Don’t you? I mean, when you come right down to it?”

  “Yes,” Barbara said, “you’re absolutely right.”

  Joe was waiting for them, standing in front of the house in Westwood. Sally was out of the car almost before it stopped moving; she ran to Joe and flung her arms around him. He stood there holding her, looking at Barbara hopelessly.

  Thus Christmas came and went, and the year 1940 began. The novel Barbara was writing unfolded slowly. She wrote, corrected what she had written, and then as often as not destroyed it. The story was focused on herself: a young American girl leaves college and goes to Paris to study. But even though she had taken up a thread of events that she had already experienced and lived through, it was months before she was able to face this fact. When she did face it at last, she read through the hundred or so pages that she had written with a feeling of unhappiness and distaste. She then said to May Ling, “I’ve written over a hundred pages and I must have some other opinion. Will you read them, please?”
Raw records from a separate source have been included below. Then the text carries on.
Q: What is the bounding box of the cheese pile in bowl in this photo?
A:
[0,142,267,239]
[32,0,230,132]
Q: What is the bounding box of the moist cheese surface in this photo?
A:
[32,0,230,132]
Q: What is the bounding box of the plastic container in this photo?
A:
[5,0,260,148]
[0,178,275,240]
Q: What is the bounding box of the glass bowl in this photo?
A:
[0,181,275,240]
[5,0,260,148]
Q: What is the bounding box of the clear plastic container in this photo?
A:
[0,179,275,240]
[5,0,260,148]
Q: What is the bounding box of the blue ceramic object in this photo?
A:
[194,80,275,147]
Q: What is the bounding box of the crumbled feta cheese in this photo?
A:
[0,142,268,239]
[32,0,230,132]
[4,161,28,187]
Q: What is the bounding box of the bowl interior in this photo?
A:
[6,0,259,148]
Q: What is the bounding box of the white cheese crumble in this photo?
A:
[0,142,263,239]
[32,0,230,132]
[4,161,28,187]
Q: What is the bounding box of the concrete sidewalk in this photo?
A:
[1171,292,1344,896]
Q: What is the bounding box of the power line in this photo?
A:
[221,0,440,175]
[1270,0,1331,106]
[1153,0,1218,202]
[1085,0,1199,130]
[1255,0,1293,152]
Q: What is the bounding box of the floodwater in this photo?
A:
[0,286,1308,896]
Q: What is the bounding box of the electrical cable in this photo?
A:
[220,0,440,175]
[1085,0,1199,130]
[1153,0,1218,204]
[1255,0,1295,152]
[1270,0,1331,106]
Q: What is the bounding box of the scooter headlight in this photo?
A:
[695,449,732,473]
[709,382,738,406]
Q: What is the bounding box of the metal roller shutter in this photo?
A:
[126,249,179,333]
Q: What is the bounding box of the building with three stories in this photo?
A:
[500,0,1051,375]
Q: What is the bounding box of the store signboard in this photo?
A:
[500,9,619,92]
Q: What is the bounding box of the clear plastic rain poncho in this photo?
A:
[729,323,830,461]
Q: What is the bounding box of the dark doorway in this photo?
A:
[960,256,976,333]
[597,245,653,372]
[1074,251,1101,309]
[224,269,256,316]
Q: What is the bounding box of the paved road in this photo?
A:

  May Ling read the manuscript in a single evening. Barbara had retreated into her room, where she sat brooding and waiting for a verdict. Finally, the door opened. May Ling came in, put the manuscript on the desk, and sat down.

  “You might as well tell me,” Barbara said.

  “Yes, I intend to.”

  “It’s rotten, isn’t it? I want the truth, May Ling. I don’t want you to pull any punches. I want the absolute truth.”

  “I don’t intend to lie to you, Bobby. I have too much respect for you to do that. You know, you write very well, solidly and professionally, and I suppose you could finish this story and have it published. A lot worse things have been published, and people are very curious about Paris in the last years before the war. Your descriptions of Paris are splendid, but your character doesn’t exist. She’s cut out of cardboard. I know she’s you. She has to be you. She may look different and have a different background than you had, but she is yourself. But the reader doesn’t know who she is or what she is. Why are you afraid to look at yourself and examine yourself?”

  “I’m not!”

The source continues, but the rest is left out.